Bien connue des mélomanes depuis
sa Sémiramis à Pesaro en 1992 qui a fait l'objet d'un enregistrement
remarqué, Iano Tamar arbore un timbre sombre qui convient mieux
à la reine de Babylone qu'à la douce Elena, mais sa prestation
convainc tant sur le plan scénique que vocal, du moins jusqu'au
rondo final qui n'est pas le feu d'artifice attendu et suggéré
par la mise en scène : tempo ralenti, vocalises prudentes, tout
est chanté mezzo forte comme si elle craignait d'aborder
cette page brillante à pleine voix.
Tout oppose les deux prétendants
malheureux de la belle : si l'Almaviva de Bruce Fowler à Bastille
avait déçu, son Rodrigo est plus calamiteux encore ! La vocalisation
est approximative et l'aigu conclusif de son air d'entrée lui reste
dans la gorge. Fatigue passagère ? On ose l'espérer s'agissant
d'un artiste dont le répertoire comporte des emplois belliniens
aussi tendus qu'Ernesto du Pirate ou Arturo des Puritains
qu'il compte aborder prochainement. Reste à son actif un timbre
séduisant qui serait davantage mis en valeur dans des rôles
moins périlleux que ceux qu'il chante, à l'évidence
trop prématurément.
La beauté du timbre, en revanche,
n'a jamais été la qualité première de Rockwell
Blake, et force est de constater que le temps a fait son oeuvre sur une
voix qui n'a plus tout à fait l'insolence d'autrefois. Néanmoins,
l'aigu, même négocié avec précaution, est toujours
là, et la technique reste magistrale : son air du deux "O fiamma
soave" demeure un modèle d'interprétation, accueilli
par l'immense ovation d'un public littéralement sous le charme.

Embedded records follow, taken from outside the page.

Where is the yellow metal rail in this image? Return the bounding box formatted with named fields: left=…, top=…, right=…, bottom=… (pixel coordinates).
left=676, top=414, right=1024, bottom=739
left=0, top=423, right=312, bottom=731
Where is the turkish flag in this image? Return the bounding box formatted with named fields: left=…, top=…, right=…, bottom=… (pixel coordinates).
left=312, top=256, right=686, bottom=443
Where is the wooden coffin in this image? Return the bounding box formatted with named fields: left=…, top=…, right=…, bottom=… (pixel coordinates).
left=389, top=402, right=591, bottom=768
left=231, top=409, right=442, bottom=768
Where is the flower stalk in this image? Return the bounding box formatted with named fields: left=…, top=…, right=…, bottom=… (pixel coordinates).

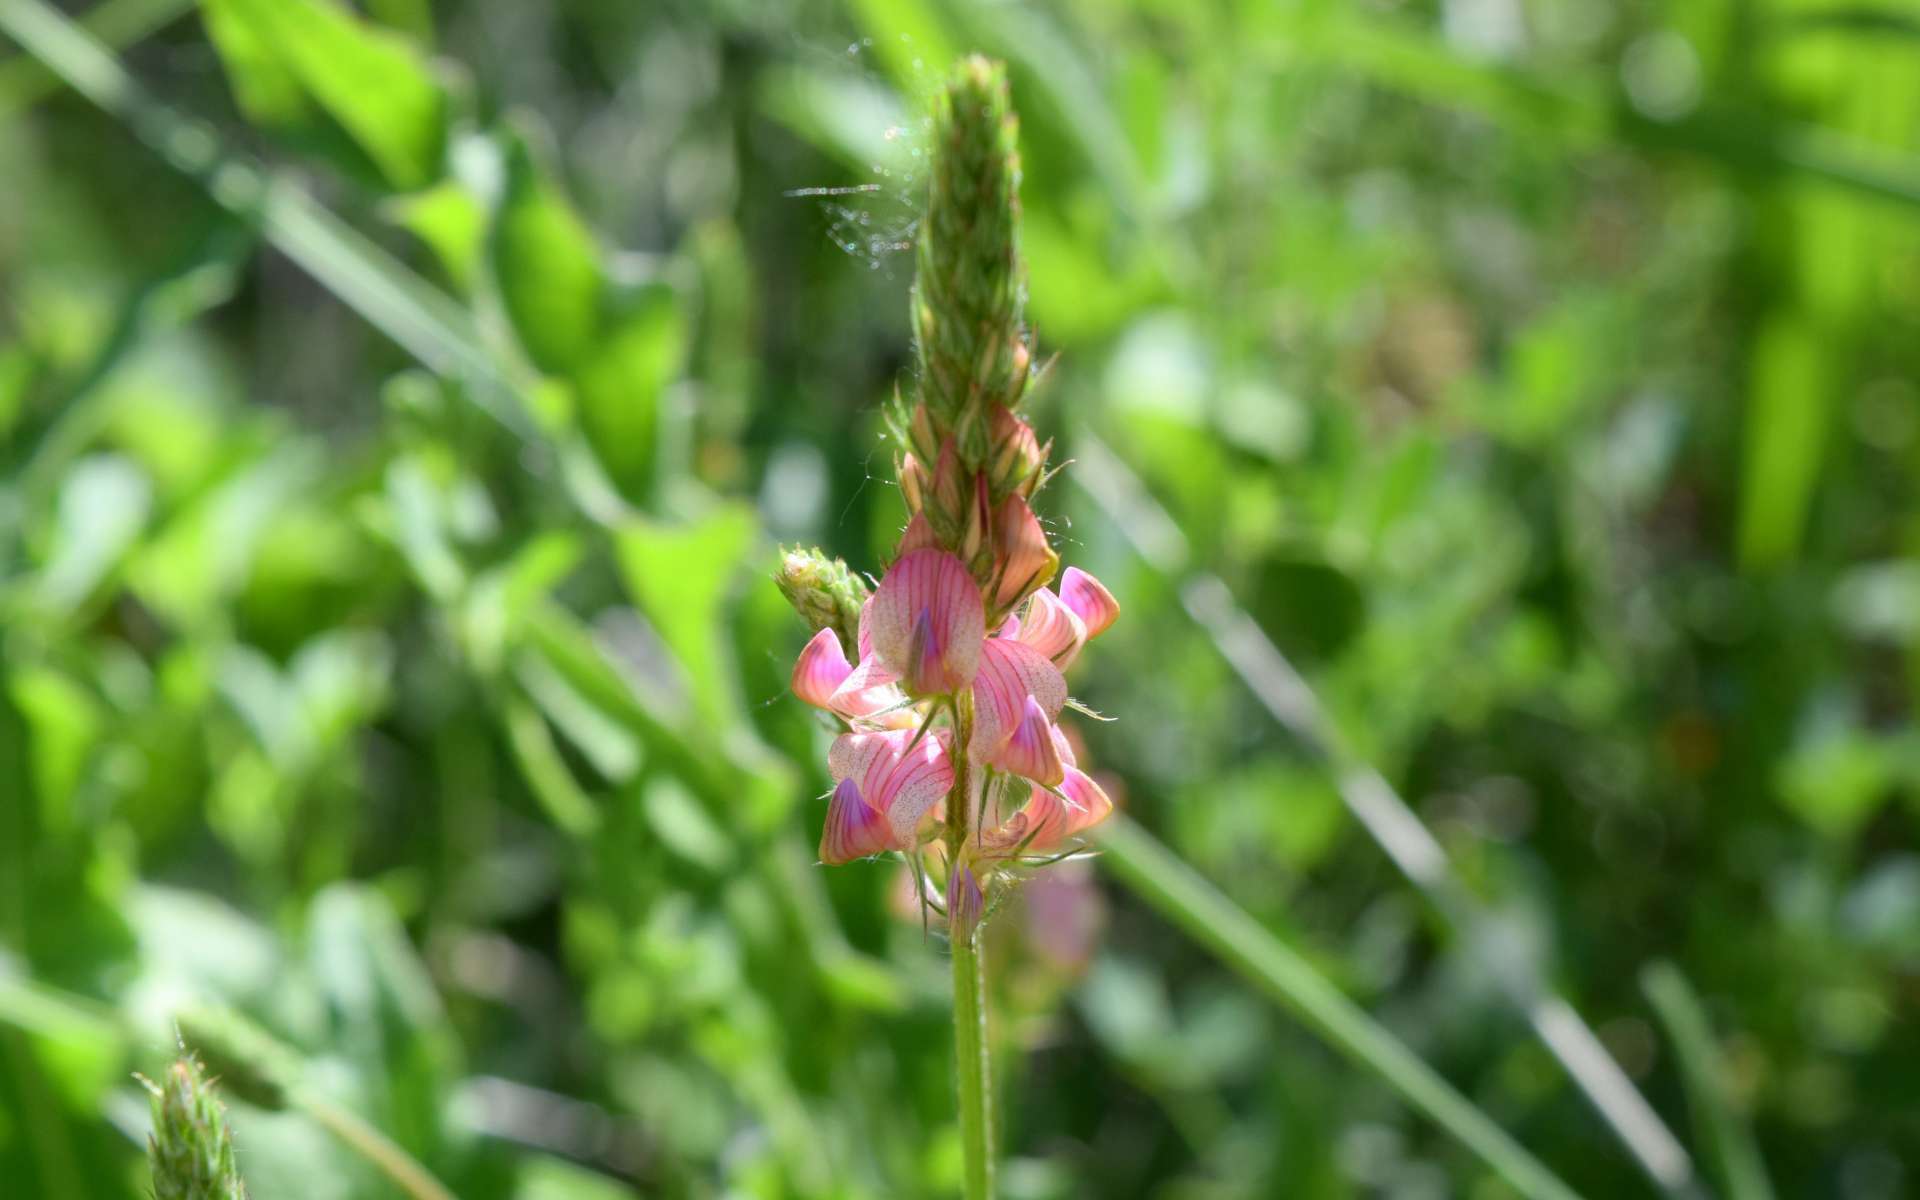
left=777, top=55, right=1119, bottom=1199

Ces acclamations d'où émergeait le cri d'enthousiasme d'un
jeune fan énamouré ont-elles dopé le ténorissimo
? A partir du duo avec Elena et jusqu'à la fin de l'ouvrage, nous
avons presque retrouvé le grand "Rocky" d'autrefois, salué
au rideau final par une salle debout.
On ne dira jamais assez l'importance
de la contribution d'Alberto Zedda à ce répertoire qu'il
affectionne particulièrement. Cependant, il faut reconnaître
que sa direction a quelque peu déçu : si l'on retrouve ici
la précision et la dynamique auxquelles le maestro nous a
habitués, on peut regretter qu'il ait surtout souligné l'aspect
martial -pour ne pas dire tonitruant - de la partition au détriment
des passages poétiques qui manquent cruellement de délicatesse
et d'abandon. Quelques fausses notes dans les pupitres des vents, en particulier
les cors, très sollicités dans cet ouvrage, s'estomperont
sans doute au fil des représentations.
Les choeurs, enfin, ont vaillamment
assuré leur partie si essentielle, les hommes en particulier, avec
une belle homogénéité vocale.
Une soirée somme toute mitigée
dont le grand triomphateur est encore et toujours le divin Rockwell.
Christian Peter
(Dominique Vincent)
Autres représentations
: les 21, 23, 25, 27 février et le 1er mars à Liège.
Le 5 mars à Bruxelles à
la Société philharmonique en version de concert.
Les 16 et 18 mars 2003 à l'Opéra
d'Avignon avec Ewa Podless en Malcolm.